Ontario Liberals to legislate teachers back to work
Allison Jones, The Canadian Press
Published Monday, May 25, 2015 10:56AM EDT
Last Updated Monday, May 25, 2015 4:43PM EDT
TORONTO -- It will be several days before 70,000 Ontario high school students can return to class after the New Democrats delayed Monday the passage of new legislation that would force striking teachers back to work.
The Liberal government tabled back-to-work legislation after an arm of the Ontario Labour Relations Board advised the province that the school year was in jeopardy for students in three boards where teachers have been on strike for up to five weeks.
Failure to win unanimous consent to get the bill passed on Monday means it will be pushed back several days, and Friday is the earliest students in the Sudbury-area Rainbow District, Peel Region and Durham Region could return to class.
Students could have been back in class Tuesday with all-party support, and Premier Kathleen Wynne said she was "disappointed" the NDP would stall the legislation's passage.
"I don't actually understand where the philosophical problem is here, because they know that these kids are at risk and they also know that there is ample opportunity for us to continue to try and get a deal," she said.
Education Minister Liz Sandals said the government respects the collective bargaining process, but it's important to get kids back to class to complete their school year, which she does not expect to be extended beyond June 30.

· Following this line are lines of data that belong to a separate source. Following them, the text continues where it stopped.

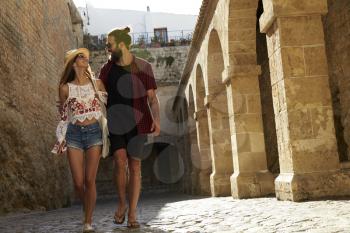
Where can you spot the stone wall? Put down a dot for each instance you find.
(34, 36)
(337, 33)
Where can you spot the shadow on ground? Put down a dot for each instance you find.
(70, 219)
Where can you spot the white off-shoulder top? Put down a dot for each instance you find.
(82, 103)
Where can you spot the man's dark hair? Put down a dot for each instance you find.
(121, 35)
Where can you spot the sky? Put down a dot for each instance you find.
(170, 6)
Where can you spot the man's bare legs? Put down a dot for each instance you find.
(120, 160)
(134, 188)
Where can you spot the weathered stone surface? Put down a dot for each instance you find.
(179, 214)
(337, 30)
(34, 37)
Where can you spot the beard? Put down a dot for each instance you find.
(116, 55)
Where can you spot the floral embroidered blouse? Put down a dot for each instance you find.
(82, 103)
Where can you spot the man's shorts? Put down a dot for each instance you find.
(130, 141)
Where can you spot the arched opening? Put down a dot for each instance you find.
(194, 151)
(219, 128)
(251, 177)
(267, 110)
(203, 163)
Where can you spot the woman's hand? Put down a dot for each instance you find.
(155, 128)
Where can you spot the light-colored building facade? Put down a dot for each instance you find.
(263, 101)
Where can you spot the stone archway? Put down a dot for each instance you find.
(219, 128)
(194, 147)
(203, 162)
(186, 152)
(251, 177)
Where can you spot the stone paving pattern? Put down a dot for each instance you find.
(182, 213)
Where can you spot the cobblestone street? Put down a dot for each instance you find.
(181, 213)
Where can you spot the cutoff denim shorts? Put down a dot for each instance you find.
(83, 137)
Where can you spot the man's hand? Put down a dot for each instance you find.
(155, 129)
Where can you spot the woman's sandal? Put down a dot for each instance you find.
(120, 219)
(133, 224)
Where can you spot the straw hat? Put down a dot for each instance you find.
(71, 54)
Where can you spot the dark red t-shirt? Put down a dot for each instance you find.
(142, 80)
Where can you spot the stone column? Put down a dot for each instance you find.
(203, 162)
(251, 177)
(307, 146)
(220, 146)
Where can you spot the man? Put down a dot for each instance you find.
(133, 112)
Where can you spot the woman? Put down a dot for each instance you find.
(79, 132)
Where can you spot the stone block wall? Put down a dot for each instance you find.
(34, 36)
(337, 33)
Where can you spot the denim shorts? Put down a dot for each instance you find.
(83, 137)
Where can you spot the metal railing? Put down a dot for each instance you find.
(144, 39)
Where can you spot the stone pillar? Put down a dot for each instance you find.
(307, 146)
(220, 146)
(203, 162)
(251, 177)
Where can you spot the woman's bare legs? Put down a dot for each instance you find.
(91, 166)
(76, 163)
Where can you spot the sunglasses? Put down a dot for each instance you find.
(109, 45)
(81, 56)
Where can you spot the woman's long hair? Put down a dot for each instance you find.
(68, 74)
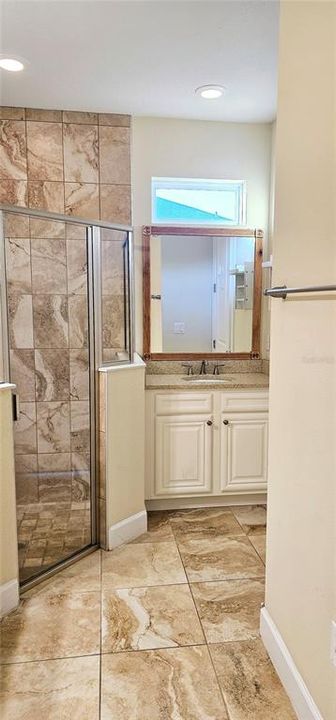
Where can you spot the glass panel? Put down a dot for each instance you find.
(115, 296)
(48, 317)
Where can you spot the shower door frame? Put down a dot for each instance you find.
(94, 286)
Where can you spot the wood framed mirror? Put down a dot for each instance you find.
(202, 291)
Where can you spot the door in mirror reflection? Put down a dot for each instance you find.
(201, 293)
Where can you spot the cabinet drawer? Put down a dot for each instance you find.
(184, 403)
(231, 402)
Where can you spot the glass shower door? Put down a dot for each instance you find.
(51, 363)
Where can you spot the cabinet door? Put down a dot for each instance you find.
(183, 454)
(244, 451)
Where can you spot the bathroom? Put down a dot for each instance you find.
(162, 398)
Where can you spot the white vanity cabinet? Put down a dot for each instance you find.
(205, 443)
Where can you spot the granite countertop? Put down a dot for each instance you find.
(235, 381)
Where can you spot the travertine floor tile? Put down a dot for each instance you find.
(220, 558)
(171, 684)
(142, 565)
(149, 618)
(249, 683)
(51, 626)
(259, 543)
(52, 690)
(230, 609)
(205, 522)
(251, 517)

The Progressive Conservatives "reluctantly" supported the legislation, while NDP Leader Andrea Horwath called it "undemocratic" and said that the chaos in the education system is of the Liberals' own making.
This is the first round of negotiations under a new bargaining system the Liberal government introduced last year, separating the process into local and central talks.
As the high school teachers in the three strikes are being legislated back to work, the Ontario Secondary School Teachers' Federation is raising the possibility of a provincewide strike, while their elementary counterparts enter the third week of an administrative strike.
Central talks between high school teachers and the province broke down over the weekend and the OSSTF has applied for conciliation, which could set the stage for a provincial strike.
"We're looking at where we can go in the fall," said OSSTF president Paul Elliott.
"It's become quite clear the boards won't negotiate with us locally. We're at an impasse at the central table. We're reassessing where we're going to go at that central table."
If there is a provincewide strike before September, it would not be allowed to affect the Durham, Rainbow and Peel boards, Sandals said. Bargaining in those boards should be sent to arbitration but with the use of a mediator, the Education Relations Commission recommended.
The Ontario Labour Relations Board had also been set to rule on whether the three local strikes were illegal.
That ruling will still be of interest as the government conducts a review of the new legislation following this round of bargaining, Sandals said.